Pour mettre en œuvre la stratégie, des rôles et des responsabilités doivent être attribués, en particulier pour le service informatique, le département de la sécurité informatique ou le département légal. Il ne faut pas oublier toutes les lignes de défense (L1, L2 et L3), qui a chacune son rôle à jouer. Quand la première ligne de défense doit mettre en œuvre le modèle d’IA conformément à la stratégie définie, la deuxième ligne de défense va devoir contrôler le respect des règles par la première ligne et finalement, la troisième ligne va devoir l’auditer. Il convient donc d’impliquer les différents acteurs compétents dès l’initiation d’un projet d’IA et d’obtenir les validations internes nécessaires (par exemple, celles du management, d’un comité de projet, des comités de métier, etc.). La pérennisation de ces rôles est clé pour assurer une gouvernance solide et elle peut notamment passer par la rédaction d’une politique interne en la matière.

Les risques et contrôles

L’utilisation de l’IA présente des risques spécifiques, tels que la protection des données personnelles, la propriété intellectuelle, la sécurité ou la gestion des tierces parties. Il est essentiel d’utiliser les processus existants pour identifier ces risques.
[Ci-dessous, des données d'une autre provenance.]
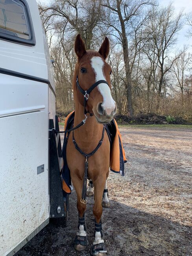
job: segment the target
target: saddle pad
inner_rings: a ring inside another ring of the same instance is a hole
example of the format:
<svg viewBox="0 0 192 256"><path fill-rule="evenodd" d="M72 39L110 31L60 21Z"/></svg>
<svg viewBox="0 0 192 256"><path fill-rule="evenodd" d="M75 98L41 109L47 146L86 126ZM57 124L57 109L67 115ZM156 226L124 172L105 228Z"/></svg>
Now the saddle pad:
<svg viewBox="0 0 192 256"><path fill-rule="evenodd" d="M67 116L65 122L65 130L71 129L73 126L74 117L74 111L73 111ZM113 119L110 123L105 124L105 126L110 143L111 171L114 173L120 173L122 176L124 176L124 164L127 161L117 124ZM62 186L63 191L68 194L70 194L71 192L70 170L67 165L66 156L66 147L69 134L70 133L67 133L65 134L62 152L63 159L62 173Z"/></svg>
Ainsi, chaque organisation pourra apprécier son appétit au risque et prendre les mesures de mitigation adaptées. En particulier, on peut penser aux risques liés au lieu de stockage ou de traitement des données personnelles, de la réutilisation des données pour nourrir l’IA ou encore des risques de fuite de données.

La formation

Les employés doivent être sensibilisés et formés. Une telle formation doit s’adapter en fonction du public cible, par exemple, de la sensibilisation générale à des formations spécifiques pour les experts. Le niveau de compétence pour la gestion d’une IA doit autant que possible être pérenne et acquis, à tout le moins partiellement, en interne.

La mise en œuvre d’une IA au sein d’un groupe bancaire soulève un certain nombre de défis, dont je ne citerai ici que trois d’entre eux. Premièrement, les experts, le management et les organes compétents doivent s’accorder sur une définition de l’IA. Quand bien même aujourd’hui une définition est donnée par l’OCDE et le règlement européen sur l’IA, les discussions autour de ce qui est vraiment « intelligent » ou non sont inévitables entre experts. Deuxièmement, la rapidité d’évolution et d’adoption de cette technologie par la société et par conséquent, des employés ou des clients doit être suivie. Il faut être réactif pour rester compétitif. Finalement, la transparence quant à la stratégie IA et l’optimisation des processus doit être pensée afin de sortir du mode « task force ». En d’autres termes, il faut penser à « industrialiser » la mise en œuvre d’une IA.